Looking back from the day I became aware of my HIV status, life has been interesting. I have grown from a confused 19 year old HIV positive boy to a 30 year old man with two children, a career with a long list of achievements and a dream to live. In those years, I have managed to maintain a healthy lifestyle resulting in a stable CD4 of over 500 till today. Unfortunately at the same time I witnessed deaths of my closest friends to AIDS while others got diagnosed HIV positive in front of me. Some had not given up on life because they have AIDS. Today they are living to tell the story of how positive living and antiretrovirals saved their lives. These ten years have been the most challenging but it feels like it is just the beginning of mountain to climb.
My decision to test for HIV had little to do with me being sick or suspecting that I have HIV. I was curios and fortunately the doctor I went to see agreed that I must be tested. I only did it because I was expecting a negative result. Oh well, I was wrong. The result came back positive and it is still positive. It took me about six months to disclose to the first person. My disclosure was not planned. It just came out and by the time I realised what I was saying it was too late. However, I have no regrets in making the decisions. Actually it was the best thing I could have done. My life suddenly took a different direction. For the first time in months I could think clearly. I could go out and research the disease. This even prepared me to tell my family. In the end, I learned more about HIV and healthy living. I felt the freedom to talk about my status which was quite liberating. Disclosing contributed to why I am able to tell this story today.

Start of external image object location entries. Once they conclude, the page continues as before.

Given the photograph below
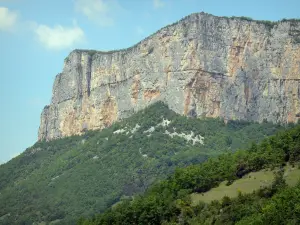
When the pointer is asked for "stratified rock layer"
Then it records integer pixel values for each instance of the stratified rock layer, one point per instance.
(201, 66)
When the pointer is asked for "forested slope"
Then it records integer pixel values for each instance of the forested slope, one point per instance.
(64, 179)
(169, 202)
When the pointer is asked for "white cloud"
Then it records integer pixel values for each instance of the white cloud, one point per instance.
(59, 37)
(8, 19)
(101, 12)
(14, 155)
(158, 4)
(140, 31)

As the years went by, my life became more normal and I focused more on my future than the HIV in my blood. I finished my studies and even got a job as a journalist. By 2002 I had fully accepted my condition. In the process I fell in love and got married to a HIV negative woman. I have always known that it will be a challenge to be in a relationship with someone who is HIV negative. But you never really realise the magnitude of the challenge you are faced with until you are in it. Having sex does not only become an enjoyable pleasure, it becomes a responsibility issue. Protecting my partner became the most important thing I had to do and it worked. I kept her HIV negative. The important thing in a discordant relationship is to be self disciplined as a couple. The individual must also remember that it is their own responsibility to protect themselves too.
I have two children, a boy who is now ten years old and a girl who is four years old. The most common question I am asked when I speak to people about living with HIV is how I had my kids because I have HIV. Well there two answers to the question. The simple answer is that, I didn’t know if I was infected with HIV when my son was conceived. However, I might have been infected already and just got lucky not to infect his mother. Or maybe I didn’t have HIV at the time. All I remember is that I had some scary moments after he was born. He looked like he had AIDS symptoms but it turned out to be a harmless infection. Unfortunately the answer to when I got infected will remain unanswered and it is not important for anymore.
But…’¦. when I decided to have my daughter, it was a different story. I knew I had HIV and my partner didn’t. So, science had to play a very big role for us to have a HIV negative child. We got medical advice from two very good and experienced HIV clinicians on how to do it. Two options were artificial insemination or using ARVs to suppress the virus. We choose an option that worked for us without anyone getting infected with HIV. It worked and I am a proud father.
To have a child while living with HIV is a challenge in many ways. I had to really think about bringing a child into this world while I am ‘dying’. Well, it is now ten years and I am still alive. I have stopped waiting for my death. I am looking after my health. Hopefully I will stop drinking alcohol soon. And I am working on creating financial security for them. If my children become orphans to AIDS, they must have the means to survive. I might not die from AIDS, but at the moment it is the only threat to my life I am aware of.